In order to identify them better, you can try to become aware of your most common negative thoughts. Consider what you say to yourself, how you say it, and when you say it. Writing them down can prove helpful.

Afterward, reflect on the course of those thoughts. This includes thinking about their origin, the number of times they repeat themselves, and their consequences. Do this from the standpoint of an external observer. If a friend were to tell you they have those negative thoughts, what would you say to them? This might help you see things from a different perspective.

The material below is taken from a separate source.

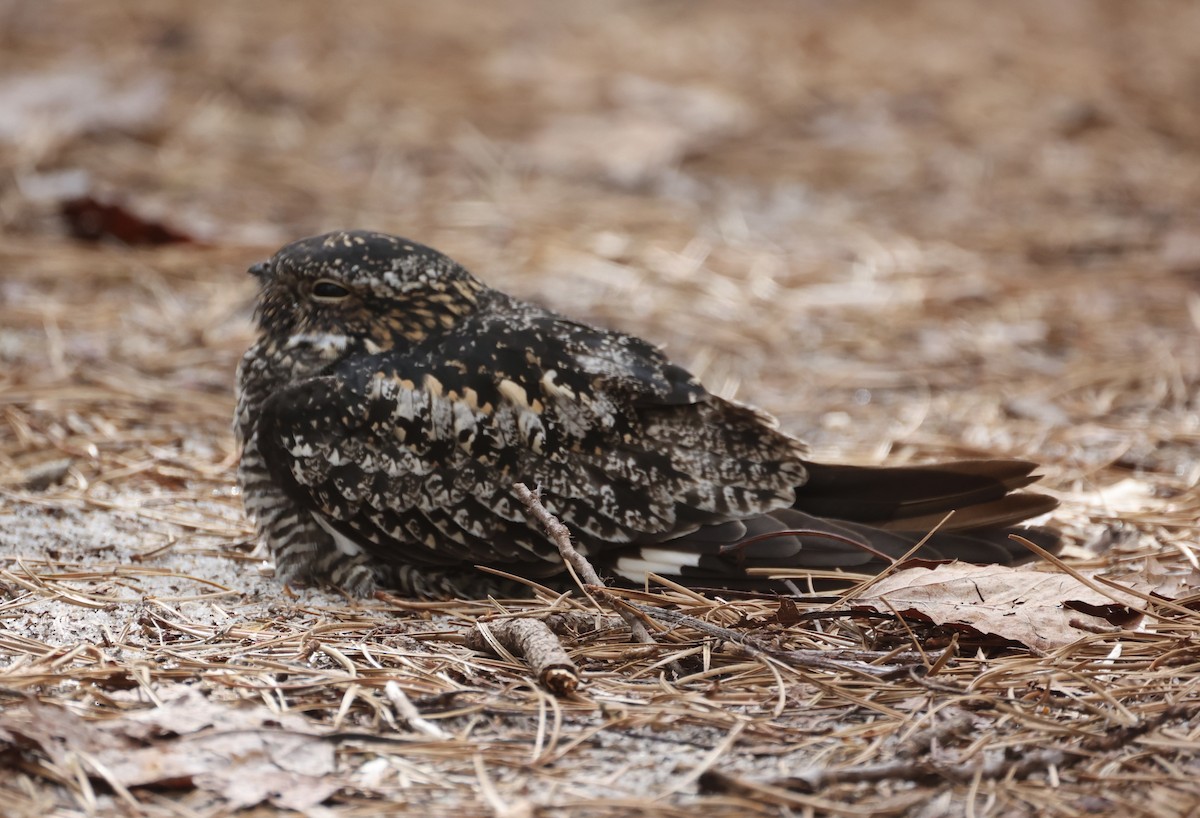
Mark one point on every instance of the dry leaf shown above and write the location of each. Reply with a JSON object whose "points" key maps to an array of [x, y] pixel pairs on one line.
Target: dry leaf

Likewise, it’s also important to accept them. Accept that these types of thoughts are necessary in certain circumstances. Don’t forget that always trying to block, avoid, or eliminate them can make them flourish instead.

Reshape your thoughts

After identifying these thoughts, you can try reshaping them. That will help you slowly start to think in a more realistic and positive way. In order to do this, ask yourself:

  • What are other ways of interpreting these thoughts?
  • Could there be other more realistic, logical, and positive interpretations? It might be helpful for you to make a list.

After questioning each negative thought, it’s time to start introducing alternatives to your mind. These should be equally applicable to the situation, but more positive, realistic, and adaptive. The idea isn’t to eliminate negative thoughts but to change their focus. You have to learn to question them so they can start to lose their influence over your mind.

Learning to manage your negative thoughts is a process that takes a lot of time, practice, and consistency.

Boost your self-esteem

Low self-esteem can sometimes unleash negative thoughts as a result of insecurity and low self-confidence. It can make you constantly doubt yourself and what you’re doing, which can lead to negative thoughts.

Another starting point could also be to think about your self-concept. Consider whether it influences how you deal with negative thoughts.

This text is provided for informational purposes only and does not replace consultation with a professional. If in doubt, consult your specialist.